Beyond that (as in, when speaking of natural sources of recorded sound), the argument collapses into how conservatively you define "natural," and that argument is going to get silly fast (and it has no relevance whatsoever to the issue at hand, which whether you like it or not, is
sound reproduction).
Every musical instrument, from a gourd to an Elektron Machinedrum is technology, and there's a few levels of artifice to get from a gourd to what you are thinking of as an "acoustic instrument."
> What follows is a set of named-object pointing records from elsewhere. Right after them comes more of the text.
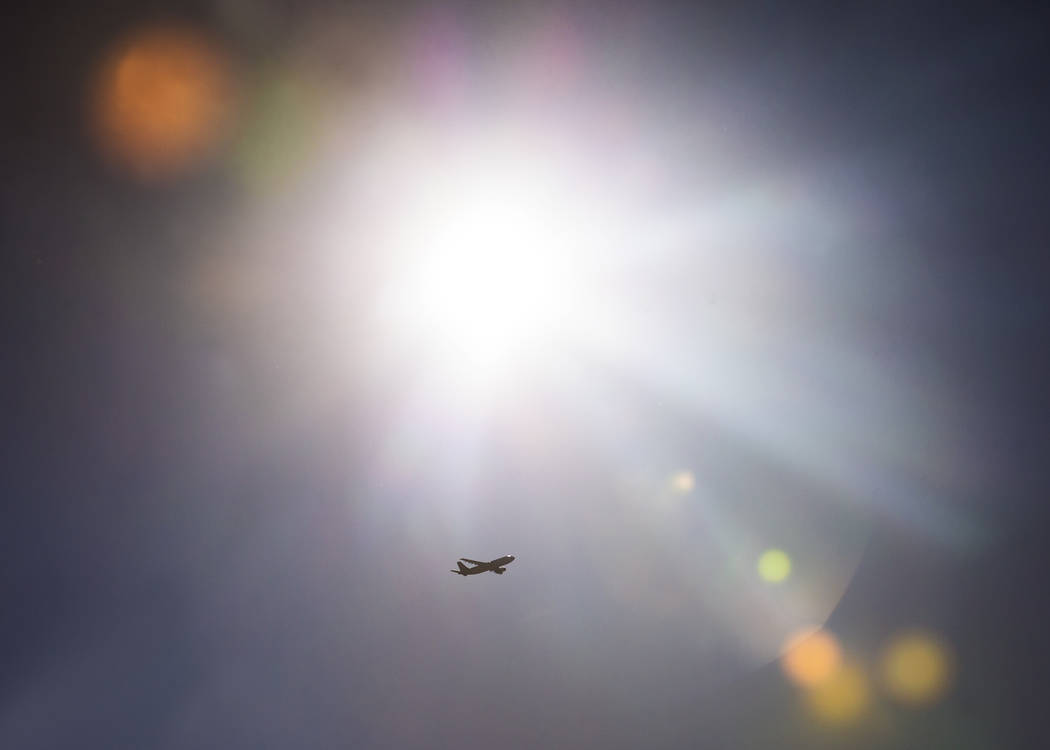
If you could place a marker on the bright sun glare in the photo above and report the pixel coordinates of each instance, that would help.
(490, 273)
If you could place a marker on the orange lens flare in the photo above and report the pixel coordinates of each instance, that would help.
(162, 100)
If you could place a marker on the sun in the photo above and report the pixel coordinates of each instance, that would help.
(490, 271)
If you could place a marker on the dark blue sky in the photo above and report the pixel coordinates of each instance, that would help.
(231, 503)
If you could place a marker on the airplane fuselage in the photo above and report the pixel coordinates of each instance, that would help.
(497, 566)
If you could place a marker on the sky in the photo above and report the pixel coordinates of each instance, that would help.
(723, 318)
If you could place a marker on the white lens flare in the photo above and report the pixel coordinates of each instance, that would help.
(489, 273)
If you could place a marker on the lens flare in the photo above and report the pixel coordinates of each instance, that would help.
(683, 482)
(916, 668)
(774, 565)
(842, 699)
(162, 101)
(811, 657)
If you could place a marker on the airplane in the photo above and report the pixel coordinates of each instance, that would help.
(498, 565)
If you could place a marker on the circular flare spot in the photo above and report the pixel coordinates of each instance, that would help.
(841, 699)
(811, 658)
(916, 668)
(683, 482)
(774, 565)
(162, 101)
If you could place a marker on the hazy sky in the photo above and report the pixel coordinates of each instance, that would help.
(777, 275)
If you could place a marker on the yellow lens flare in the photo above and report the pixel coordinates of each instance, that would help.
(161, 102)
(683, 482)
(916, 668)
(774, 565)
(811, 657)
(843, 699)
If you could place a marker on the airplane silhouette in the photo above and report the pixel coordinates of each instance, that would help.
(498, 565)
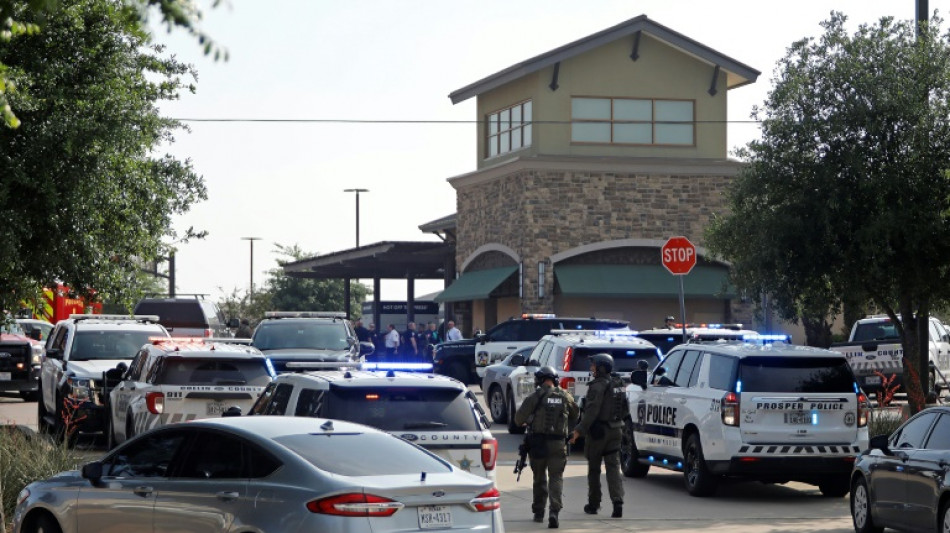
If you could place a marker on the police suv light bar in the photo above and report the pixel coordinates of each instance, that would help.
(313, 365)
(420, 367)
(305, 314)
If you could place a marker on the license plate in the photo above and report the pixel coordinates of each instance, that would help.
(435, 517)
(798, 418)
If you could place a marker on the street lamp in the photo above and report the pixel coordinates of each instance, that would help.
(357, 191)
(251, 240)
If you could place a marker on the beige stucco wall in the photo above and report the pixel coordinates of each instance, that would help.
(660, 72)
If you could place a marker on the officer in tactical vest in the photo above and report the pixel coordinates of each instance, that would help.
(601, 426)
(549, 414)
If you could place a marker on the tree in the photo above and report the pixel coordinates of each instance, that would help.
(85, 199)
(846, 196)
(25, 17)
(306, 294)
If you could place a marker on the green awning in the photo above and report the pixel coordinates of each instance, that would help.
(475, 285)
(622, 281)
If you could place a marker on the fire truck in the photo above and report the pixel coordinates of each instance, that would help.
(56, 304)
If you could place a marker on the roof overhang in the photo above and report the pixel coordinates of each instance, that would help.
(384, 260)
(737, 74)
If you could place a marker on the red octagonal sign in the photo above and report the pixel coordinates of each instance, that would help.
(678, 255)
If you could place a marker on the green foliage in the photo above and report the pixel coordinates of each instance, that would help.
(302, 294)
(26, 457)
(846, 195)
(84, 198)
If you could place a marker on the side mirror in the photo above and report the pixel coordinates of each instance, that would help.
(232, 411)
(93, 472)
(639, 377)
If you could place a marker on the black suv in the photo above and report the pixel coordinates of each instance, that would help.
(466, 359)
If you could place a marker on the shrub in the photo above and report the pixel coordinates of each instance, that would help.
(26, 457)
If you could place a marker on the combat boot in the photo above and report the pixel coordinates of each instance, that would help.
(618, 510)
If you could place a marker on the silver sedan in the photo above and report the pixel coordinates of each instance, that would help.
(496, 385)
(262, 474)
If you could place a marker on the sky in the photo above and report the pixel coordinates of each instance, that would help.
(387, 67)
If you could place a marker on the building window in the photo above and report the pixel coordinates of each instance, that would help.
(632, 121)
(509, 129)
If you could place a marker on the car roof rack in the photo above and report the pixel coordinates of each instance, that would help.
(80, 317)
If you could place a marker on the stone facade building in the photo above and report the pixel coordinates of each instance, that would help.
(590, 157)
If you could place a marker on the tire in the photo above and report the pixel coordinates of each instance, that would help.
(699, 480)
(629, 456)
(497, 405)
(43, 524)
(861, 508)
(512, 428)
(834, 487)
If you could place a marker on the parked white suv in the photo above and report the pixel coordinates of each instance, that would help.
(773, 413)
(436, 412)
(79, 351)
(569, 352)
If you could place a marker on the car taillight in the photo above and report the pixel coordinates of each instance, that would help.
(354, 504)
(568, 355)
(155, 401)
(729, 407)
(489, 453)
(864, 407)
(487, 501)
(568, 385)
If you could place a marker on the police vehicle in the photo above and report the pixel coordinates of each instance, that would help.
(569, 352)
(436, 412)
(771, 412)
(181, 379)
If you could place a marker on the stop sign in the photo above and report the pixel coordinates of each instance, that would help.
(678, 255)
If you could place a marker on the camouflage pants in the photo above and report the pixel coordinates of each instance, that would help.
(606, 450)
(549, 476)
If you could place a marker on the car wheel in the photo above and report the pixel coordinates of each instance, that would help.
(861, 509)
(512, 428)
(699, 480)
(629, 457)
(834, 487)
(43, 524)
(497, 405)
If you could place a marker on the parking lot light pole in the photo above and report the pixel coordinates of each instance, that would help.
(357, 191)
(251, 240)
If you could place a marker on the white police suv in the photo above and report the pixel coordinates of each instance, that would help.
(767, 412)
(180, 379)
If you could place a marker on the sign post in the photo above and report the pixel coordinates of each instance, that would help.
(678, 255)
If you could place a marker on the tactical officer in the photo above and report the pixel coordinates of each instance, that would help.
(549, 412)
(602, 425)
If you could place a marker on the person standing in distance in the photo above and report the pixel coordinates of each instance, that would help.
(551, 411)
(602, 427)
(453, 333)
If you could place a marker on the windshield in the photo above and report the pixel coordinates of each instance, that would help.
(251, 372)
(108, 344)
(403, 408)
(796, 374)
(301, 334)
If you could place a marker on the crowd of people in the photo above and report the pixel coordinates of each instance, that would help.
(415, 343)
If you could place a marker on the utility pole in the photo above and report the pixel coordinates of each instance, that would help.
(251, 240)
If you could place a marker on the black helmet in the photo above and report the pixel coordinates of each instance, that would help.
(603, 362)
(543, 373)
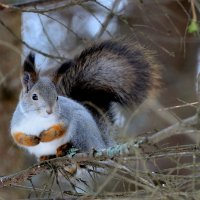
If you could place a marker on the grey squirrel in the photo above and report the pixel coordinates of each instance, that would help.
(49, 116)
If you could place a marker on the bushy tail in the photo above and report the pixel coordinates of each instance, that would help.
(111, 71)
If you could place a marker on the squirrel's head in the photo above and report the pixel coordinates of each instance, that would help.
(39, 93)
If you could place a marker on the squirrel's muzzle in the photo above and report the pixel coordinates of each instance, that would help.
(49, 110)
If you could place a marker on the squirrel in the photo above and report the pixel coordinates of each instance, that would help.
(47, 124)
(51, 115)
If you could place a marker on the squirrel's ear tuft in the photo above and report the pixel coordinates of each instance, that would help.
(29, 75)
(62, 70)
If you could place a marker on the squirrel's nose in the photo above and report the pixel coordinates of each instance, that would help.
(49, 110)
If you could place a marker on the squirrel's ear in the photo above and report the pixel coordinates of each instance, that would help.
(62, 70)
(29, 75)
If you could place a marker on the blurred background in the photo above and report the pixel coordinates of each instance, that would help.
(62, 29)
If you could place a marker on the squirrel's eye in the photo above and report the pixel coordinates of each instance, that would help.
(35, 97)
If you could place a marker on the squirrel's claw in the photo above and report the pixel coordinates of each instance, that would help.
(52, 133)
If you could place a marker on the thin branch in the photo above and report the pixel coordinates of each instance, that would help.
(28, 46)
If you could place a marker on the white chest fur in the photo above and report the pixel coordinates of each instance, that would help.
(34, 124)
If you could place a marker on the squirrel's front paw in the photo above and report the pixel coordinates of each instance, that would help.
(52, 133)
(26, 140)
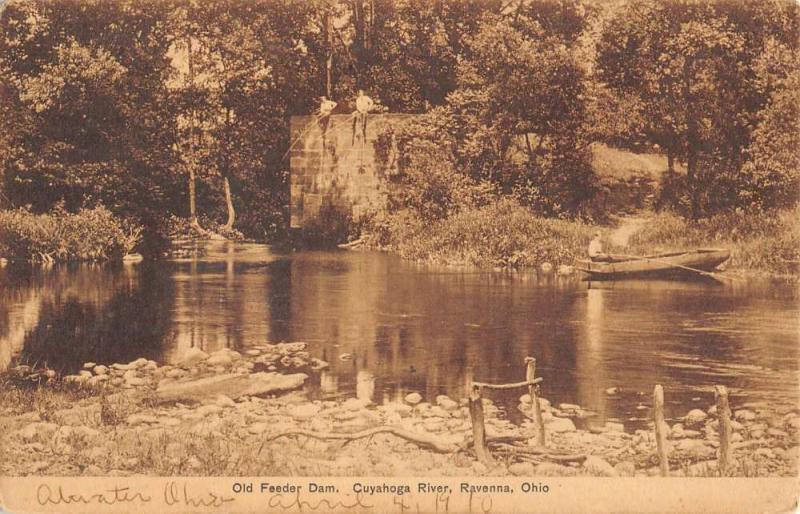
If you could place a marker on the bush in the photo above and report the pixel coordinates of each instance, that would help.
(764, 241)
(503, 233)
(88, 235)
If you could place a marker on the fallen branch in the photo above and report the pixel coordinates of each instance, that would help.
(531, 451)
(421, 440)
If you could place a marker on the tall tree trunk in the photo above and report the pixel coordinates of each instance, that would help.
(692, 139)
(226, 180)
(329, 58)
(192, 142)
(229, 204)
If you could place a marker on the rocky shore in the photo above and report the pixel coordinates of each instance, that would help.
(230, 413)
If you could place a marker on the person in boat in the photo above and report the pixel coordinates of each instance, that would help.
(364, 104)
(596, 249)
(326, 107)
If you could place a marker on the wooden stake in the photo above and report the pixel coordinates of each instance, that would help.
(478, 428)
(661, 434)
(724, 416)
(530, 375)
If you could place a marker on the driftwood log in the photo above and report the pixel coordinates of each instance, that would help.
(421, 440)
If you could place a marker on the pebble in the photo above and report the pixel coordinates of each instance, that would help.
(413, 398)
(625, 469)
(521, 469)
(192, 357)
(219, 359)
(598, 466)
(695, 416)
(446, 403)
(306, 411)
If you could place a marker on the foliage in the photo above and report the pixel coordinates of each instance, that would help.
(693, 76)
(88, 235)
(502, 233)
(765, 241)
(331, 225)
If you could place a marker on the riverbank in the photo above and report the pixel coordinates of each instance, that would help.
(505, 235)
(240, 414)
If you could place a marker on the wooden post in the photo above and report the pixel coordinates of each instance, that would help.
(478, 428)
(724, 416)
(661, 433)
(530, 374)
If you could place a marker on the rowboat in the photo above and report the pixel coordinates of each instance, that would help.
(702, 260)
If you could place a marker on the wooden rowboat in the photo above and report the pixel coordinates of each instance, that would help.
(692, 261)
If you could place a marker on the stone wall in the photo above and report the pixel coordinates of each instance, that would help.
(339, 165)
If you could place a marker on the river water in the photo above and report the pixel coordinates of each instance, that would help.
(389, 327)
So your argument is that anytime an electric impulse is involved in the sound creation stage, it's not a "natural" source. Great, glad that's been established. It has no bearing whatsoever on whether reproduction technology is "natural," that is, "true" to the recorded source.
Quote:
It's no more natural than a sound I make by writing a math equation that models the flux through an inductor with the output being sent as a voltage to speakers. |
Would you like me to list a few hundred ways in which an electrical impulse generated by, and effected by, a finger manipulating a steel string is clearly distinguishable from that example? Because I can, but it's still not going to yield any useful discussion re: "natural."
Your example is a bit closer to plugging my guitar directly into my Apogee Duet and recording without mic'ing my amplifier, even though in my case there's still at core manipulation of a physical object. Again, this argument isn't especially illuminating. If you want to press, I can say, fine: a "natural instrument" is one which produces acoustic phenomenon (sound waves) at the end-stage (to be heard or recorded with a microphone). So if you were to record an impulse directly, through an I/O device without any acoustic element (sound waves) you could call that "unnatural." But it's still a purely semantic argument here, and not really worth the time to work out.
I suspect, probably without reason, that your resistance to this is based primarily on your musical preferences. So I apologize if you're
not the type who would have rioted at the first performance of Le Sacre du Printemps because that bassoon was playing
way too frigging high. (kidding, again).